The wallpaper was received on site for cataloguing and treatment but the dirt ridden, mouldy and fragile wallpaper fragments needed sorting and organisation ready for cleaning and separation. Suitable storage solutions also had to be found for the coming year which would be better than the current polythene bags.
During the sorting process I had to consider several issues. Which of these wallpapers would I like to exhibit in the summer of 2012 and how would I choose them? How was I to identify and distinguish each one of the similar looking fragments? More importantly much of the unseen patterns were contained within laminates (chunks of wallpaper) of up to 14/16 layers. How was I to record the dozens of different patterns within each of these laminates?
The most important step in the sorting process was to record exactly how many pieces of wallpaper there were, noting down each individual pattern so that I could ensure at least one sample of each pattern was conserved and none of them were lost.
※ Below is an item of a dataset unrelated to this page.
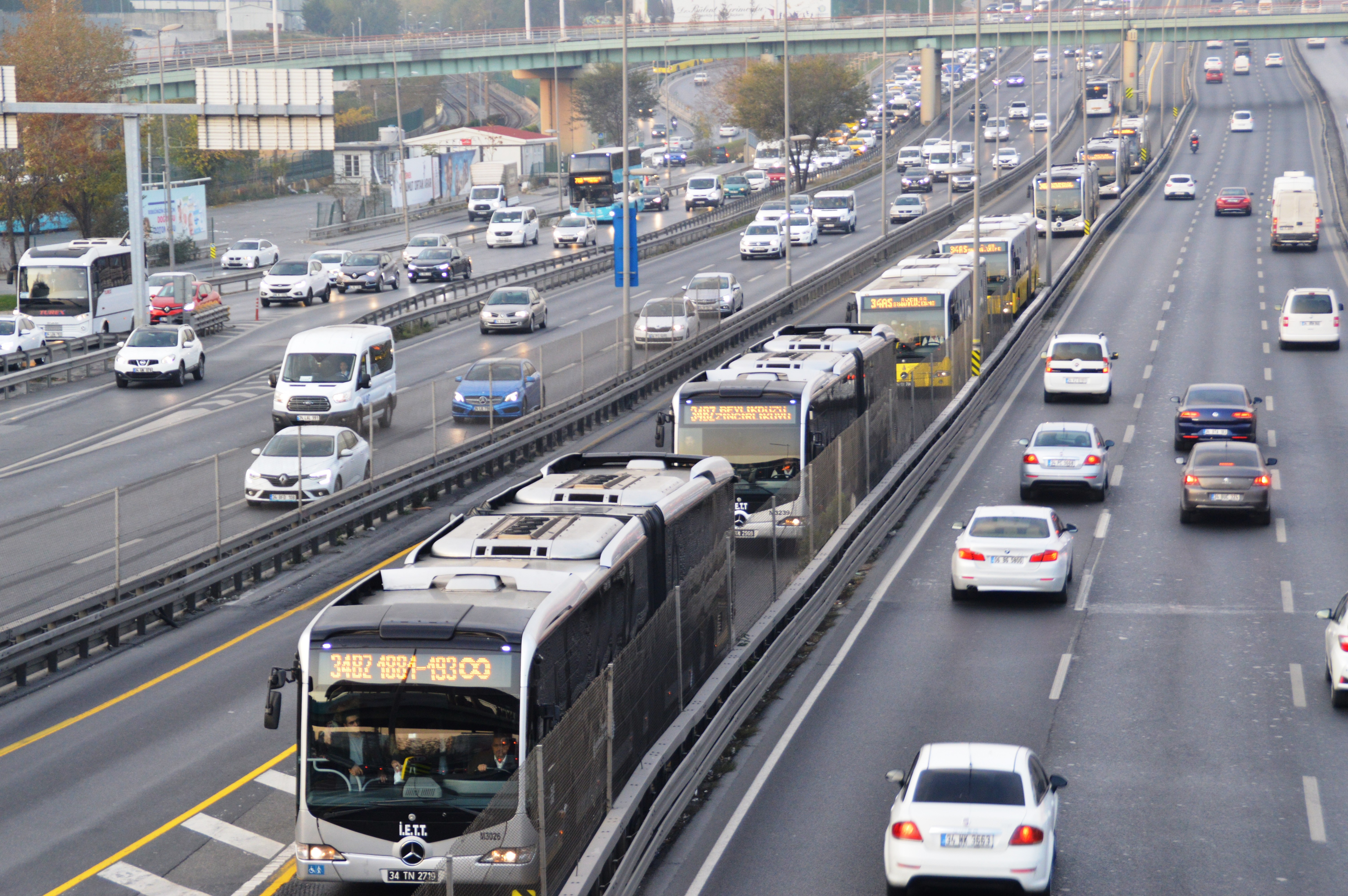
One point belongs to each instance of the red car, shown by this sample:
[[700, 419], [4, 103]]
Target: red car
[[1234, 201]]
This led to the beginning of a mammoth task: of creating a document that would record exactly how many different patterns existed in the Back to Back’s wallpaper collection; which house each piece of wallpaper came from,the size of the fragments, whether the piece was in layers, the physical condition and the level of dirt . This information had to be noted for each fragment of wallpaper even if they were duplicates of the same pattern as second and third samples of the same pattern could have a different level of dirt or be more fragile and need greater care when handling. With the help of photographs I gave each pattern a unique pattern number for ease of identification and used a temporary chart to record the information.
A separate flip chart of the same structure was created to record samples of paint.
The sorting allowed me to recognise which samples needed to be given priority for conservation work since those patterns with only one sample were at greater risk of being lost.